Под горой Метелихой (Роман) - Нечаев Евгений Павлович. Страница 22
— Про то и я мыслю: лют он, когда из берлоги вздынется, — попыхивая дымком из коротенькой трубки, говорил кузнец. — Мельник — тот растерялся: не ждал. Те, что остались, так не дадутся.
— Сломим и этих, сломим: за нами теперь вся Озерная.
И Верочка помогала отцу. Вечерами подсаживалась за парту рядом с Улитой, поправляла у той карандаш в руках. Когда набиралось побольше народу, читала им вслух Некрасова «Кому на Руси жить хорошо». Притихнут, а глаза так и просят: «Читай, ну чего ты остановилась? Ведь это про нас!»
Улита намного раньше других стала читать по слогам и — странное дело — не радовалась этому, как соседки. У тех и тетрадки чистые и пишут старательно, а эта отмахнется с улыбочкой— «недосуг было», сядет потом в сторонку, обопрется щекой на руку да так и просидит до конца. Думает всё о чем-то.
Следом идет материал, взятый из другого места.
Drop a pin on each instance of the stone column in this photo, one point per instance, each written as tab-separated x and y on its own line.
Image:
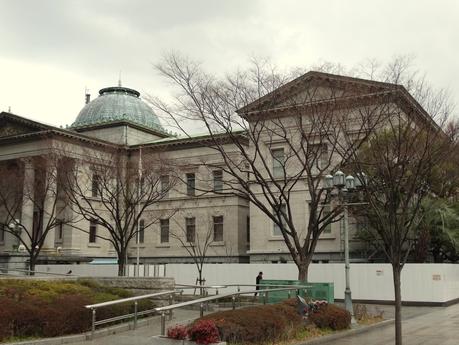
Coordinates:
28	205
49	211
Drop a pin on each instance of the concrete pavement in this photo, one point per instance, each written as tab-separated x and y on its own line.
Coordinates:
421	326
440	326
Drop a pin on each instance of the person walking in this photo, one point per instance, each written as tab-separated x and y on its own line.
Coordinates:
258	279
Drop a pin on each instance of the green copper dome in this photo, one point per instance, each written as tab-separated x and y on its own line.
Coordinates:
117	104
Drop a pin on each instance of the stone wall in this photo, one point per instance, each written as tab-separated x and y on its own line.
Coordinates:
138	285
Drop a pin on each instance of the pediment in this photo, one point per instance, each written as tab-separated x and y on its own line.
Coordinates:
314	87
14	125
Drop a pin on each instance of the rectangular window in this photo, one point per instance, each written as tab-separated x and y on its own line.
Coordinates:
141	185
164	180
190	229
95	185
60	230
276	229
190	184
92	231
218	180
320	153
2	233
278	162
164	229
141	234
248	229
326	211
218	228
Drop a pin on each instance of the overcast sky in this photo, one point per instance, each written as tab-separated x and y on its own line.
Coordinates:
51	50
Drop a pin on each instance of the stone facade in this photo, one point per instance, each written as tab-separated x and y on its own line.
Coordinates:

Николай Иванович редко заглядывал в класс: всё у него какие-то нескончаемые разговоры за перегородкой. То свои, каменнобродские мужики дымят самосадом до полуночи, то иной раз татары наведывались. Этих Николай Иванович уводил к себе. Разжигая углями самовар, заваривал крепкого чаю, разворачивал перед ними «Правду». Верочка ни слова не понимала из гортанных обрывистых фраз, но догадывалась, о чем идет речь: в Кизган-Таше и Старом Тозларе бурлила такая же междоусобица, и там поднялась беднота.
И всё же, хоть редко бывал отец на уроках дочери, Верочка не могла не заметить, что Улита каким-то особенным взглядом встречала и провожала его появление. Верочку злили эти, как ей казалось, бесстыдные взгляды. Про Улиту она была хорошо осведомлена из рассказов Дуняши и ее подруг: распутная, сплетница- баба.
Ревнивое чувство настораживало Верочку, и ей очень не понравилось, когда Николай Иванович принялся один раз вкладывать карандаш в непослушные пальцы Улиты, выводить ее же рукой «Уля», «Ульяна». Верочка прикусила губу и отметила про себя, что рука у вдовы не так уж груба, пальцы чистые и без трещин, ногти белые.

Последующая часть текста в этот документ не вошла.